La manifestazione dei Rolli Days è un evento che ha sempre riscosso un grande apprezzamento sia da parte del pubblico sia da parte degli addetti ai lavori. Testimonianza ne è stata la grande affluenza anche in seguito alla pandemia e alle nuove modalità di fruizione dei siti. Quali sono secondo lei le caratteristiche e gli elementi che assicurano la buona riuscita di questa iniziativa e come questa si è evoluta nel corso del tempo rispetto alle prime edizioni?

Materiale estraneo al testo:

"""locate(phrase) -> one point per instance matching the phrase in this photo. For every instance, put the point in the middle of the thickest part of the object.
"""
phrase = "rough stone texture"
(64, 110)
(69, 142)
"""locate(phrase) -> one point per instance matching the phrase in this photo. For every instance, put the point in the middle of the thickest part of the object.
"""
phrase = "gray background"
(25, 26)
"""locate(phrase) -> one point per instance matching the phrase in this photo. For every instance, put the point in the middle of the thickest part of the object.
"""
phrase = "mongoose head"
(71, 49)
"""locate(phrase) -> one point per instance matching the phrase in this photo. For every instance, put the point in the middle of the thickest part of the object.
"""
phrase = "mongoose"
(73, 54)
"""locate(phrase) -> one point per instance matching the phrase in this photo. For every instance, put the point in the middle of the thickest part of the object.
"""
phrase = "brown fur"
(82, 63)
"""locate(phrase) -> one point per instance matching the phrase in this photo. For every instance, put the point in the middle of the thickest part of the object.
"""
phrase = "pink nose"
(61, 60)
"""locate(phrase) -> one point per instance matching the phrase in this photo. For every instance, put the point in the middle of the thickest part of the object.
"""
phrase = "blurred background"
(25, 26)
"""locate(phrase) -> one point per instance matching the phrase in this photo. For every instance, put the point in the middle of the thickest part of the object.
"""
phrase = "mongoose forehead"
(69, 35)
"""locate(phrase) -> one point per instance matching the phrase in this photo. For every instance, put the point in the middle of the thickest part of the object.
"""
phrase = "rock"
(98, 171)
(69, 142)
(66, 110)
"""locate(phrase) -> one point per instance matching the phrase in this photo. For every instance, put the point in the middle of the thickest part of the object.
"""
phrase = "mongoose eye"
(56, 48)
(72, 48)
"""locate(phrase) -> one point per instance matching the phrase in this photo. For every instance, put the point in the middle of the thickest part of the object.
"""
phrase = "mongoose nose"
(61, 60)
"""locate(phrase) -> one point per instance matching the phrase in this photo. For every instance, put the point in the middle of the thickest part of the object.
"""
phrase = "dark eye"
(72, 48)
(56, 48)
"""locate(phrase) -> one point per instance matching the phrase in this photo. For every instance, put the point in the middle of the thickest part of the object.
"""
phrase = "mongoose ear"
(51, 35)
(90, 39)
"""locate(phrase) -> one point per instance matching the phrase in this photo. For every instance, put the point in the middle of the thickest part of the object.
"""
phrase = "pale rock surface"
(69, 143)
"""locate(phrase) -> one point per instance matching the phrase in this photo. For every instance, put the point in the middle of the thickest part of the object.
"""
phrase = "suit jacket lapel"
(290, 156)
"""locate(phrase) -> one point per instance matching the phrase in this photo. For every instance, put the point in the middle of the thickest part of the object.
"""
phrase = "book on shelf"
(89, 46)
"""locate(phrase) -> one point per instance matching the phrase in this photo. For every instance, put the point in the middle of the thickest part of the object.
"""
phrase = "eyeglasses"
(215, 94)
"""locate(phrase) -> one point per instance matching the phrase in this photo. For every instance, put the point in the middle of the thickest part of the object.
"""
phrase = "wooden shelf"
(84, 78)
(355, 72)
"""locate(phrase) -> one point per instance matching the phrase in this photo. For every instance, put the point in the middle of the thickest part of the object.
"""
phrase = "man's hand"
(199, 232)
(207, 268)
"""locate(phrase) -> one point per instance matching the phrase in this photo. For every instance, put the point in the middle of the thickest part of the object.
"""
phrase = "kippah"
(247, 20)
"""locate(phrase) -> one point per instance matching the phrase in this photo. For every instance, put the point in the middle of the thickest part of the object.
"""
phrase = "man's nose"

Penso che uno dei pilastri su cui si regge l’evento, un vero punto di svolta, sia stato il voler mettere al centro della proposta i Palazzi dei Rolli. Le primissime edizioni dei Rolli Days (2009-2011), all’indomani dell’iscrizione del sito nella lista del Patrimonio dell’Umanità UNESCO (2006), tendevano a pensare agli spazi dei palazzi come luoghi espositivi per opere d’arte, soprattutto contemporanea, o performances, di danza e di musica. Sotto molti punti di vista è stato un esperimento interessante e riuscito, ma che tendeva a mettere in secondo piano l’identità del sito stesso. A partire dal 2012, invece, sotto la regia dell’Università di Genova e in particolare di Lauro Magnani, si è cominciato a riportare l’attenzione sui singoli palazzi, sulla storia dei loro proprietari, sull’urbanistica cittadina e sugli importati cicli decorativi. Questa metodologia scientifica è stata estesa non più ai soli palazzi di proprietà dell’Ateneo, che sono stati un vitale banco di prova di una modalità laboratoriale, bensì ai vari palazzi pubblici e privati che, di volta in volta, venivano aperti al pubblico. A fare affermare questo metodo ha contribuito in maniera decisiva la sinergia con il Comune di Genova e Palazzo Ducale Fondazione per la Cultura, che hanno permesso di mettere in piedi un vero e proprio programma di selezione, formazione e retribuzione di figure che, da quel momento in avanti, hanno assunto un ben preciso status di Divulgatore Scientifico. Questa idea, una formazione continua al racconto del patrimonio, coniugata con una prospettiva qualitativa dei contenuti portati al pubblico e della costruzione dell’esperienza di visita ha avuto, come effetto, un aumento impensabile dei flussi di pubblico. Tra 2012 e 2015 l’aumento dei visitatori è stato del 480%: un chiaro segno che si stava procedendo nella direzione corretta.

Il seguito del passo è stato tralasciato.